El soldado Juan Santamaría contestó en el acto: "Yo iré: pero les encargo a mi madre". De inmediato se le improvisa una tea, partió a la carrera y la aplicó al alero suroeste del Mesón, fue herido en el brazo derecho, pero siempre tuvo oportunidad de quemar el mesón, cayó en tierra mirando al cielo, con el convencimiento de que su obra habia sido consumada.
Fue así como los filibusteros no lograron su objetivo y huyeron del mesón. Posterior a la toma de la ciudad, el ejército costarricense tenía planeado asegurar primero el control sobre Rivas y los puertos de La Virgen y San Juan del Sur y, posteriormente, atacar Granada. Sin embargo, estos planes se frustraron por la llegada de una epidemia de cólera, que obligaría a regresar a Costa Rica, donde la enfermedad se cobró cerca de 10.000 víctimas (casi el 10% de la población del país en esa época). Mora y su hermano José Joaquín dejaron a José María Cañas al mando de las tropas costarricenses. La Campaña sería suspendida hasta el año siguiente, cuando se reanuda con la Campaña de la Vía del Tránsito, que tiene como objetivo el corte de suministros a los filibusteros a través del Río San Juan, fronterizo entre los dos países, y que a la postre determinaría el triunfo definitivo de los centroamericanos sobre los invasores.

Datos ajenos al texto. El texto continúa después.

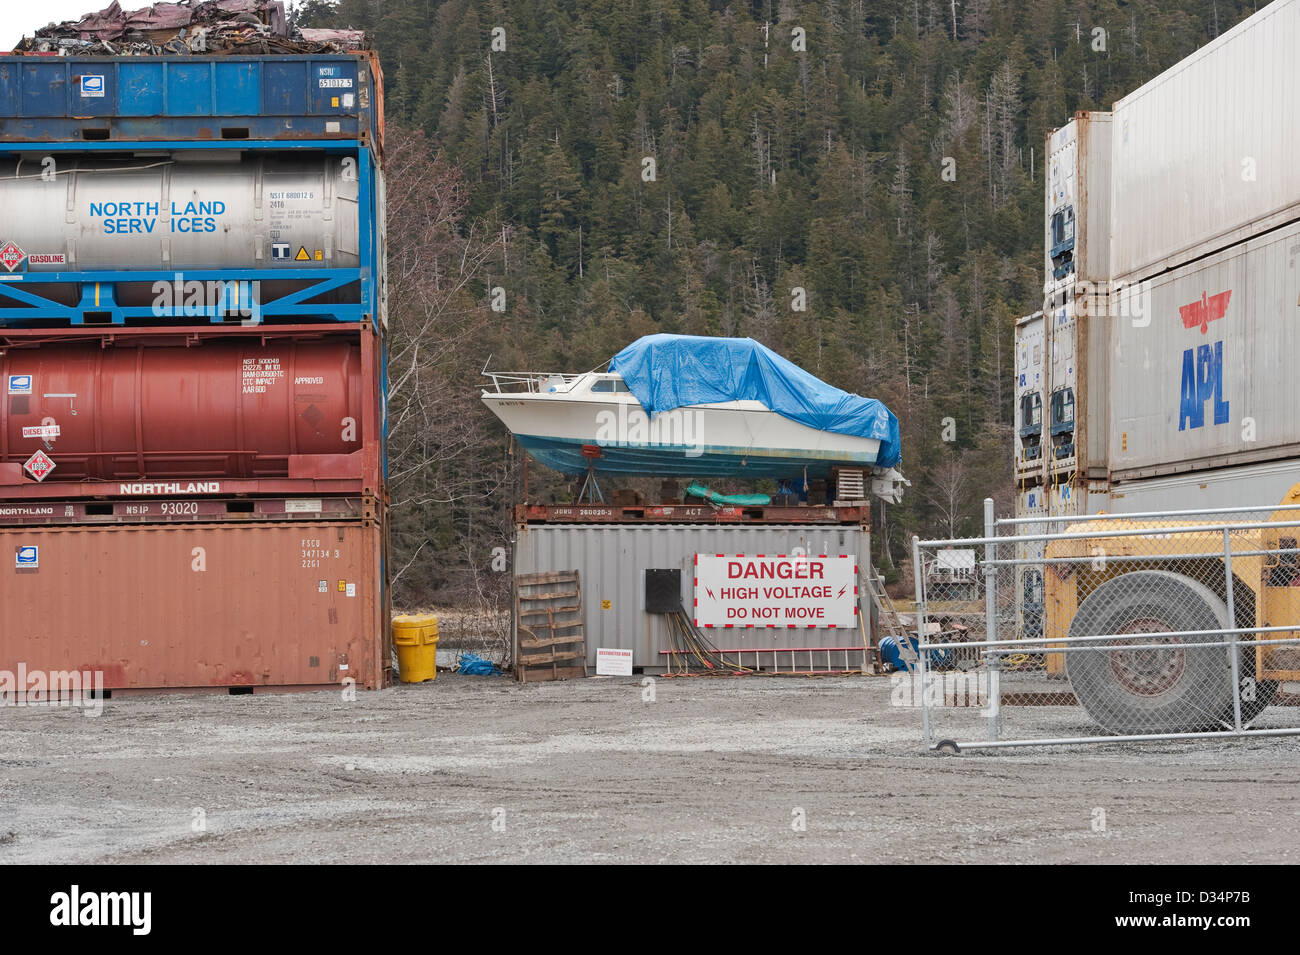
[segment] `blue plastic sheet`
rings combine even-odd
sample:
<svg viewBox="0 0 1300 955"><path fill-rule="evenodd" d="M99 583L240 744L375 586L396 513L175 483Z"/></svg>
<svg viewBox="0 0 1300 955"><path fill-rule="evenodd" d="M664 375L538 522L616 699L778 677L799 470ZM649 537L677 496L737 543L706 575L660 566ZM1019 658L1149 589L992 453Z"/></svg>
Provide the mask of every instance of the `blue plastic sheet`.
<svg viewBox="0 0 1300 955"><path fill-rule="evenodd" d="M500 676L501 670L491 660L485 660L477 653L462 653L456 669L469 676Z"/></svg>
<svg viewBox="0 0 1300 955"><path fill-rule="evenodd" d="M611 359L651 416L686 405L761 401L792 421L880 442L876 466L902 459L898 419L874 398L833 388L752 338L647 335Z"/></svg>

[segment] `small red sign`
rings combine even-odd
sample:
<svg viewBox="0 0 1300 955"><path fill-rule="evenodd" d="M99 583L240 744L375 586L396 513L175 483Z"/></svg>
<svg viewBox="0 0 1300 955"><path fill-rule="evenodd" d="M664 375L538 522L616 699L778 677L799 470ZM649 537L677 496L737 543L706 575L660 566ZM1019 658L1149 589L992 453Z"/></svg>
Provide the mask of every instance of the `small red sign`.
<svg viewBox="0 0 1300 955"><path fill-rule="evenodd" d="M50 460L50 456L44 451L37 451L27 459L27 463L23 467L36 480L44 481L49 477L50 472L54 470L54 462Z"/></svg>
<svg viewBox="0 0 1300 955"><path fill-rule="evenodd" d="M27 253L12 242L5 243L5 247L0 249L0 265L3 265L10 272L22 265L25 258L27 258Z"/></svg>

Francisca (Pancha) Carrasco Durante la batalla de Rivas se destacó una mujer llamada Francisca Carrasco, conocida como Pancha Carrasco. Ella tomó el fusil, ayudó a rescatar el cañón costarricense y sirvió al presidente Mora. Lo hizo porque sabía leer y escribir, algo que era poco frecuente entre las mujeres de la época. Primero colaboró como secretaria y después como mujer soldado en Rivas e, incluso, defendió al presidente cuando los filibusteros quisieron tomar como prisioneros a los nacionales. Por su valor, Carrasco recibió una medalla y cuando murió se le rindieron honores de general.

Segunda Batalla de Rivas

En la segunda batalla de Rivas, que se efectuó el 11 de abril de 1857, las fuerzas combinadas de los cinco países centroamericanos, dirigidas por el General costarricense José Joaquín Mora Porras, intentaron apoderarse de la ciudad, donde se encontraban las tropas filibusteras, encabezadas personalmente por Walker. Después de cuatro horas de combate, las fuerzas centroamericanas tuvieron que retroceder con un gran número de bajas, ante el nutrido fuego de los filibusteros.
A pesar de que constituyó una victoria filibustera, la segunda batalla de Rivas fue el último combate importante de la campaña, ya que el 10 de mayo de 1857 Walker se rindió ante el capitán norteamericano Charles Davis, cuyo buque Saint Mary's se hallaba anclado en San Juan del Sur. El General Mora aceptó la capitulación, y Walker abandonó el territorio centroamericano.